Zooming in on supermassive black holes: how resolving their gas cloud host renders their accretion episodic
Ricarda S. Beckmann, Julien Devriendt, Adrianne Slyz

TL;DR
This study demonstrates that resolving the gas cloud hosting supermassive black holes reveals episodic accretion driven by internal cloud structure and disc instabilities, impacting black hole growth and feedback.
Contribution
It introduces a super-Lagrangian refinement scheme to resolve SMBH host gas clouds, showing how internal structure influences accretion patterns independently of seed mass.
Findings
Accretion becomes episodic when the host cloud is well-resolved.
A slim disc forms around the SMBH, affecting accretion duty cycle.

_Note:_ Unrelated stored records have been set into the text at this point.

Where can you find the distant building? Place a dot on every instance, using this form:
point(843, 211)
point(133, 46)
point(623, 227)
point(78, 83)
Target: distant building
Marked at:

Black hole growth is driven by dense clumps triggering disc instabilities.
Abstract
Born in rapidly evolving mini-halos during the first billion years of the Universe, super- massive black holes (SMBH) feed from gas flows spanning many orders of magnitude, from the cosmic web in which they are embedded to their event horizon. As such, accretion onto SMBHs constitutes a formidable challenge to tackle numerically, and currently requires the use of sub-grid models to handle the flow on small, unresolved scales. In this paper, we study the impact of resolution on the accretion pattern of SMBHs initially inserted at the heart of dense galactic gas clouds, using a custom super-Lagrangian refinement scheme to resolve the black hole (BH) gravitational zone of influence. We find that once the self-gravitating gas cloud host is sufficiently well re- solved, accretion onto the BH is driven by the cloud internal structure, independently of the BH seed mass, provided dynamical…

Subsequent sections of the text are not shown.